Senador catarinense questionou penas aplicadas a réus do 8 de janeiro e criticou critérios de nomeação do Governo
Foto: Agência Senado O senador catarinense Esperidião Amin (PP) adotou uma postura incisiva durante a sabatina de Jorge Messias, indicado pelo presidente Lula (PT) para ocupar uma vaga no Supremo Tribunal Federal (STF).
No encontro realizado nesta quarta-feira (29) no Senado, Amin focou seus questionamentos na proporcionalidade das penas aplicadas aos condenados pelos atos de 8 de janeiro de 2023, citando especificamente o caso de um empresário de Santa Catarina.
Durante o interrogatório, Amin trouxe à tona a condenação de Alcides Hahn, empresário de Corupá, município no Norte do estado, sentenciado a 14 anos de prisão em regime fechado. O senador destacou que a condenação se baseou em um Pix de R$ 500 feito para o pagamento de um ônibus que levou manifestantes a Brasília.
Ao questionar Messias sobre o rigor das penas e possíveis omissões de agências de inteligência do governo na data dos ataques, o parlamentar - que foi relator do projeto de Dosimetria e defensor da anistia para os réus - buscou uma posição do indicado. Messias, por sua vez, evitou comentar o caso específico, alegando que, se aprovado, poderá vir a julgar processos relacionados, o que exigiria sua imparcialidade.
Outro ponto de tensão na sabatina foi a crítica de Amin ao perfil dos ministros indicados recentemente pelo Executivo. O senador catarinense questionou a juventude dos nomes escolhidos (Zanin, Dino e agora Messias), sugerindo que as escolhas priorizam a proximidade pessoal e a longevidade no cargo em detrimento de outros critérios republicanos.
"Entramos em uma engrenagem de composição do STF que subverteu as exigências constitucionais. O critério adotado tem sido: ser amigo do peito e ser jovem para ficar pelo menos 30 anos", criticou o senador.
Jorge Messias rebateu as críticas citando o exemplo de André Mendonça, indicado por Jair Bolsonaro aos 48 anos, e defendeu sua própria trajetória.
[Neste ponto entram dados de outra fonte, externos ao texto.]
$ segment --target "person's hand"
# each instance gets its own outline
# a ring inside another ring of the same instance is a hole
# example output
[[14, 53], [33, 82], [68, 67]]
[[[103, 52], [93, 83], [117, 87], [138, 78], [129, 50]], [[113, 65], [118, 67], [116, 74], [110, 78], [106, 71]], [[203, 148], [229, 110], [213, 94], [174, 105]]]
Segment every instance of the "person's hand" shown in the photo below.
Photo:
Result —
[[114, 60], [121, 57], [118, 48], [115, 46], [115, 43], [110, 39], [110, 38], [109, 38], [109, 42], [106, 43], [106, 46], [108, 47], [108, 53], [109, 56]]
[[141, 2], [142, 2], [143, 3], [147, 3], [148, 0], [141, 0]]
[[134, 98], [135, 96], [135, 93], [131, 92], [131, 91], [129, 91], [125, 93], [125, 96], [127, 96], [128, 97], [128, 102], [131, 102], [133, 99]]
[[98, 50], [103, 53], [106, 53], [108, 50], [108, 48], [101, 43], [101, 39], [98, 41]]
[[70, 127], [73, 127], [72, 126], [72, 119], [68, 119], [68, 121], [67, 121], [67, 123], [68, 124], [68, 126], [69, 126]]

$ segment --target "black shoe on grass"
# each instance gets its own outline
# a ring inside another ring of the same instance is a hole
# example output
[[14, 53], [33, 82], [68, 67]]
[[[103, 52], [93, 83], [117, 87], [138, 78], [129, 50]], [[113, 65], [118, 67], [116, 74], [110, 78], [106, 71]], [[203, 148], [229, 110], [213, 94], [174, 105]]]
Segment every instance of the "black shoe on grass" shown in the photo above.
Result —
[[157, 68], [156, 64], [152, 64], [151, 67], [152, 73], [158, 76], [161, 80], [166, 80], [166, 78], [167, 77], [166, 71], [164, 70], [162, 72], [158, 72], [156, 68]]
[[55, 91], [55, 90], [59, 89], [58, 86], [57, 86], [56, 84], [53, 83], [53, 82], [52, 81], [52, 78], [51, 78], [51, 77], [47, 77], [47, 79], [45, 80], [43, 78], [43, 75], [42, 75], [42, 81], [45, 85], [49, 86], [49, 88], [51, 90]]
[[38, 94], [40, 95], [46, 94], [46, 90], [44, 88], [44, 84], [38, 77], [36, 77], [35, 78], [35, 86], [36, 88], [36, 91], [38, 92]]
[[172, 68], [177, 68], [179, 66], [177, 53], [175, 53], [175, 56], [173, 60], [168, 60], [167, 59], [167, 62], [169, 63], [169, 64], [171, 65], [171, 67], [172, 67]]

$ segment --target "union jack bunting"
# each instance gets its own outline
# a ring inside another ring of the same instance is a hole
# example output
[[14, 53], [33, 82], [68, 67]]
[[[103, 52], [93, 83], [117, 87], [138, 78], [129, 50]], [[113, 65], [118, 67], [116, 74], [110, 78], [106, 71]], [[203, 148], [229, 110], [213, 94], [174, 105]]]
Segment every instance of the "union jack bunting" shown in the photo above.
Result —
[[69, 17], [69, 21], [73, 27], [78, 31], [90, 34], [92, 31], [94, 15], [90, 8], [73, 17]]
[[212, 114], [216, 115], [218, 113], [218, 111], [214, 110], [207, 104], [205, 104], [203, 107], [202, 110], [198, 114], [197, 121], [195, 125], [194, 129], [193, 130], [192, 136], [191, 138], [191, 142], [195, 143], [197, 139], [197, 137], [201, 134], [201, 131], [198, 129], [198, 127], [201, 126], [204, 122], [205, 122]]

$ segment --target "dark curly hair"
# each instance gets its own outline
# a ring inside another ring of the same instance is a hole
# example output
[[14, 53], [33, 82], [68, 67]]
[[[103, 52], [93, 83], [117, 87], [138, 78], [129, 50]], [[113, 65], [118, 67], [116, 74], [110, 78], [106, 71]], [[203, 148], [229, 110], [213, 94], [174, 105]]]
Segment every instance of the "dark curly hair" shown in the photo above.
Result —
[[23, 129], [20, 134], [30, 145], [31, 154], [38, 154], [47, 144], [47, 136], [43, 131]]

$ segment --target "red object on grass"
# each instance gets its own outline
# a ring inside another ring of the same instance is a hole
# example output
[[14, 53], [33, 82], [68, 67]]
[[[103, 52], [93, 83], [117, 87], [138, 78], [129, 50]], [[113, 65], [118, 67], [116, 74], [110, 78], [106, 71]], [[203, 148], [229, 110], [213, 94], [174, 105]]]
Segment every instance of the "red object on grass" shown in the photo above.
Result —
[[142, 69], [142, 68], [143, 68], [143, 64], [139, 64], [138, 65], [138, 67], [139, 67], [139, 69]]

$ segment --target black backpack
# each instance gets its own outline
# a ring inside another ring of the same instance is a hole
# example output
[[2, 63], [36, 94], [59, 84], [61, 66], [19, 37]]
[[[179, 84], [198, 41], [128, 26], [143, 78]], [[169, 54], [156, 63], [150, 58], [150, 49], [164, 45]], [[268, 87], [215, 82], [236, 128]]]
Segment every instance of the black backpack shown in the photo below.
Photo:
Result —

O advogado destacou seus mais de 25 anos de serviço público e afirmou estar em paz quanto ao cumprimento dos requisitos para o cargo.
Apesar de ressaltar que possui apreço pessoal por Jorge Messias, Esperidião Amin encerrou sua participação declarando que votará contra a indicação. O senador justificou a decisão como um protesto contra o atual processo institucional do STF.
"Vou votar 'não', triste, não contra uma pessoa, mas contra um processo que está desmoralizando o STF. Não posso votar a favor da continuidade desta perversão política inventada", finalizou Amin.